A queue is a powerful Data Structure that controls the asynchronous flow of data through the buffering technique. Unlike Stack, a queue is used to insert data from one end and retrieve on the other.
This abstract data structure follows the First In First Out(FIFO) concept where the data stored first is accessed first.  We can implement queues using Structures, Arrays, Linked-lists or Pointers. Queue uses 2 data pointers – head and tail for Enqueue and Dequeue operations

Applications

Queue for boarding registration flight illustration.people with travel bags stand in line and wait until they are served by airport staff and allowed to board.

A ticketing system is a real-world example for the queue where the person first in the line is served first and the one at the end of the line is served last.  
A queue is a special Data Structure efficiently used for buffering. This concept works similar to the print queue where the jobs buffered are printed based on the order of requests received. We can also use queues to prioritize interrupts to address based on their priority.  Another simple example of a queue system is the first-come-first-served calls answered in a call-center. 

Queue Operations
The life cycle of a queue involves initializing, adding items to the queue (enqueue), retrieving items from the queue (dequeue) and deleting the queue from memory.
Learning Queue is incomplete without understanding the steps involved in Enqueue and Dequeue operations.
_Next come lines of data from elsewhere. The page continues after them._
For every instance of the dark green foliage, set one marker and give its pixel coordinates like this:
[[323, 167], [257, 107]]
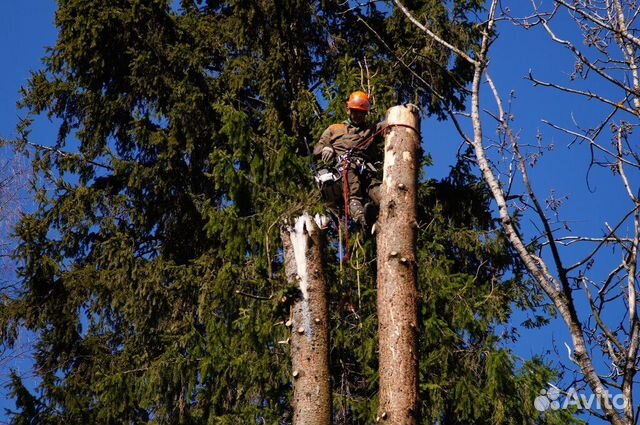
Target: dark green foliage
[[151, 270]]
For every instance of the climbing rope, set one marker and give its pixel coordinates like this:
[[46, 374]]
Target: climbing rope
[[361, 146]]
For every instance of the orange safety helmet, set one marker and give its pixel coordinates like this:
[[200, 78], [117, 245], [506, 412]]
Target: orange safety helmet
[[358, 100]]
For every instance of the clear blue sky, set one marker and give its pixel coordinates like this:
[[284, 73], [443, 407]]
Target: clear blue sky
[[26, 28]]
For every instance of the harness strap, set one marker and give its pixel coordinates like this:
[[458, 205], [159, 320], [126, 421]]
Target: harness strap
[[362, 145]]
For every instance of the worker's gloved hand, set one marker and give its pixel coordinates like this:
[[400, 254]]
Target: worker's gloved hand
[[327, 153]]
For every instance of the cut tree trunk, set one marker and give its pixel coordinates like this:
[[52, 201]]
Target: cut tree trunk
[[397, 294], [304, 244]]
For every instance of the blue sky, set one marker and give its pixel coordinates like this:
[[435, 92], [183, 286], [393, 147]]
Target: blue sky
[[26, 28]]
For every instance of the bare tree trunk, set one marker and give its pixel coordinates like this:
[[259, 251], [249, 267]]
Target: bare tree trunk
[[397, 293], [304, 265]]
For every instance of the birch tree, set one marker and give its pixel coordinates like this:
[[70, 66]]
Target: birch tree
[[598, 309]]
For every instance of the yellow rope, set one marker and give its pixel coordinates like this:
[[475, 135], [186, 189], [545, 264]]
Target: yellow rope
[[356, 254]]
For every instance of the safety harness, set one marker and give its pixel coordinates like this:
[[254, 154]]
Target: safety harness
[[346, 163]]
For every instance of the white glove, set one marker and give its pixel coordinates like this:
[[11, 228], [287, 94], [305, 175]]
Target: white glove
[[327, 153]]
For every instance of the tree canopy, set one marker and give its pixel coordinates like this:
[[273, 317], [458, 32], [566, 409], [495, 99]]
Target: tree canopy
[[151, 269]]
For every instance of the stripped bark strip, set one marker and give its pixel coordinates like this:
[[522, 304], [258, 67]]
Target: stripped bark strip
[[303, 245], [397, 293]]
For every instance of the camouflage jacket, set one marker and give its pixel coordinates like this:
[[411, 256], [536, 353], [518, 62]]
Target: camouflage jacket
[[345, 136]]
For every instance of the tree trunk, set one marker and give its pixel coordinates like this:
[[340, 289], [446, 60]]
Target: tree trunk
[[304, 265], [397, 293]]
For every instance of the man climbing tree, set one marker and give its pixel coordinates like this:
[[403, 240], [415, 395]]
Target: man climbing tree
[[351, 144]]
Enqueue – Enqueue operation manipulates only the tail pointer and does not hinder the head pointer.  We insert data in a queue with the following steps:

  1. Check if the queue is empty 
  2.  If the queue is not empty, stop the operation
  3. If the queue is empty, increment the tail pointer to point to the next available space
  4.  Insert the data in the newly created space
  5.  Now that becomes the current tail element of the queue
Algorithm for Enqueue:

   Enqueue(data)
   {
      if queue is empty     {
         tail = tail +1
         queue[tail] = data      
         }  
      else
          exit
    }

Dequeue – Dequeue operation does not manipulate the tail pointer. Here, data is removed from the Queue with the following steps:

  1.  Check if the queue is empty
  2.  If the queue is empty, stop the operation
  3.  If the queue is not empty, move to the head of the queue
  4.  Remove the data and increment the head pointer to the next position
  5.  Now that becomes the current head element of the queue 
Algorithm for Dequeue:

  

   Dequeue( )

    {

       if queue is empty

       exit

      else

       {

           head = head +1

           queue[head] = data      

       }  

    }

Types of Queues

  1.  A simple queue is a linear queue. We insert data until the queue becomes full.
  2.  Circular queue, commonly referred to as Ring buffer, is a linear queue where the head of the queue is  connected back to the tail. Data is enqueued in the head and dequeued from the tail. 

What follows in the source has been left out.